If your projected return is less than 2x the three-year TCO, do not build the agent. Buy something off the shelf, hire someone, or wait for the market to mature. We have told clients to walk away from projects more than once when the numbers did not work, and they appreciated the honesty more than the revenue.

Build vs Buy vs Hire

Before committing to a custom build, you should genuinely consider the alternatives.

Buy: If your use case is a well-trodden one (customer service triage, sales SDR, meeting notes, HR FAQ), there are off-the-shelf products. They are not perfect but they are cheap, fast, and good enough for many cases. If you can get to 70% of the value for 10% of the cost, that is often the right answer.

Hire: For some processes, the right answer is "hire two more people" rather than build an agent. If the process is highly variable, requires deep judgement, and only happens 50 times a month, an agent is overkill. A part-time team member is cheaper and better.

Build: Custom build is the right call when the agent is a competitive advantage, the process is unique to your business, or you have already tried buying and hit a wall. Most enterprise agents we build are because the off-the-shelf options could not handle the integration complexity or the compliance requirements.

If you want help thinking through the build vs buy decision specifically, that is something we do as a paid engagement before we will quote on a build. We would rather lose the build revenue than build the wrong thing.

A Realistic Project Profile

Here is what a typical multi-integration business agent project looks like in our delivery model, with cost broken down by phase.

Phase 1 - Discovery and design (4-6 weeks, $40-60k): Workshops with stakeholders, technical discovery, data audit, architecture design, success metric definition, and an evaluation harness scoped. By the end of this phase you should know if the agent is viable, what it will cost, and what it will return.

Phase 2 - Build (10-16 weeks, $120-200k): Agent development, integrations, testing, security review, user acceptance testing, change management materials, and production deployment.

Phase 3 - Stabilise and adopt (8-12 weeks, $40-80k): Live operation with the development team on standby, accuracy monitoring, prompt tuning, user feedback loops, and adoption work.
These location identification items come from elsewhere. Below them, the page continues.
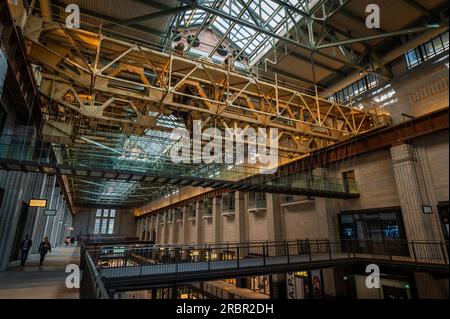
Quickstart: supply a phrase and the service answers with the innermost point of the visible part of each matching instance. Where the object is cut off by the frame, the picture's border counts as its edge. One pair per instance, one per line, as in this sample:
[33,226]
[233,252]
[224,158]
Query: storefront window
[369,231]
[444,214]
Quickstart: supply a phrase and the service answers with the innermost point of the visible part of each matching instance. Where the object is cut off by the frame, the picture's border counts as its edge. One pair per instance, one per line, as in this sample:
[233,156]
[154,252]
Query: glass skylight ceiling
[263,13]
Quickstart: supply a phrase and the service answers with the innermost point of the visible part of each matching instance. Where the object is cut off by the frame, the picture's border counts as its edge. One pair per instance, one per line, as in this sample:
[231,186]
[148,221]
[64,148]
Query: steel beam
[438,25]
Phase 4 - Ongoing (year 1 remaining + years 2-3, $80-160k per year): Operational support, model updates, evaluation maintenance, additional use cases, and platform improvements.

The total is roughly $360-700k over three years for what most people would call a "medium complexity" enterprise AI agent. That is the real number.

Where Team 400 Fits

We build enterprise AI agents for Australian businesses, and we are very direct about cost. If your budget is too low for what you want to achieve, we will say so before we waste your time on a proposal. If your scope is bigger than what is sensible to build in a single phase, we will tell you to start smaller.

Most of our agent engagements start with a paid discovery sprint of 2-4 weeks. By the end of it you have a costed, scoped, risked plan you can take to your executive or board. If we proceed to build, that discovery work folds into the project. If we do not proceed, you still have a plan you can use elsewhere.

If you want to talk about an agent project, get in touch. If you want to see what we have built for others, the case studies page has the details. If you want a wider conversation about where AI agents fit in your roadmap, the AI opportunity planner is the right starting point.

Build cost is the smallest interesting number in this conversation. Three-year TCO is the one that matters. If the consultants you are talking to are not opening with that, you are talking to the wrong consultants.